Using Japan as a consumer,  US values for white wheat out of the PNW convert to a number equivalent to somewhere around AUD$400 XF LPP. Currently we are seeing APW into the Newcastle port bid roughly $440 – $450, so local prices are somewhat comparable to US values for that product and into that location.

Paris rapeseed closed in the green, gaining E3.00 on the nearby and that or better across the outer months. The AUD was a fraction lower; the combination puts local prices in a good position to take back yesterday losses. There is not a lot of negative news to push global canola / rapeseed prices lower at present. Obviously, there’s a little pressure from the huge Brazilian soybean crop but that is being countered somewhat by the reduction in Argentine beans. The drop in Argie beans is not going to have a huge impact though. Argie beans could fall 10mt YoY and the extra Brazilian beans would easily cover it. The Brazilian bean crop may not be as big as expected a month ago though.

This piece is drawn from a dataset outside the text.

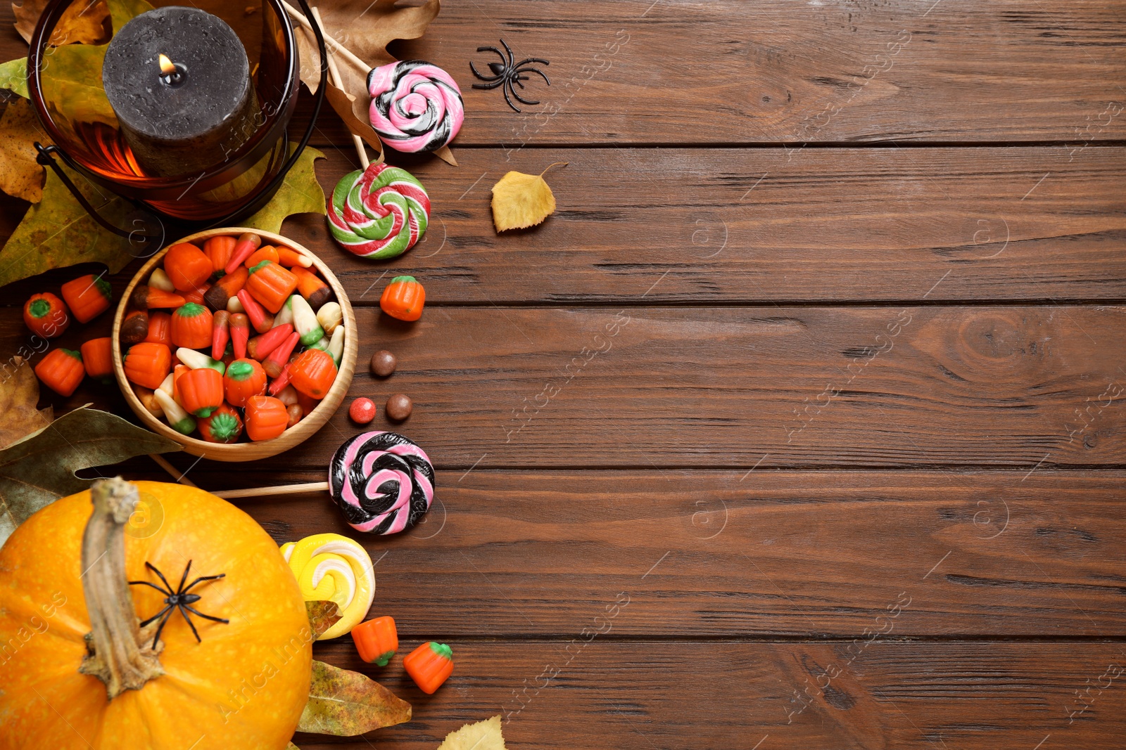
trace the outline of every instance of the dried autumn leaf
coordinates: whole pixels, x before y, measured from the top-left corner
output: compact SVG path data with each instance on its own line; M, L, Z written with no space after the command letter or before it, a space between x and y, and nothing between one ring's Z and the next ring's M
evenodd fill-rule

The currently inelastic demand for rapeseed / canola oil is ongoing, well for the time being. Germany continues to work towards banning food grain-based biodiesel production by 2030, that could hurt a little in the long run, until the oilseed guys figure out what to grow at least.
The International Grains Council lowered world soybean production 7mt to 378mt, the drought in Argentina the major cause for the reduction from January.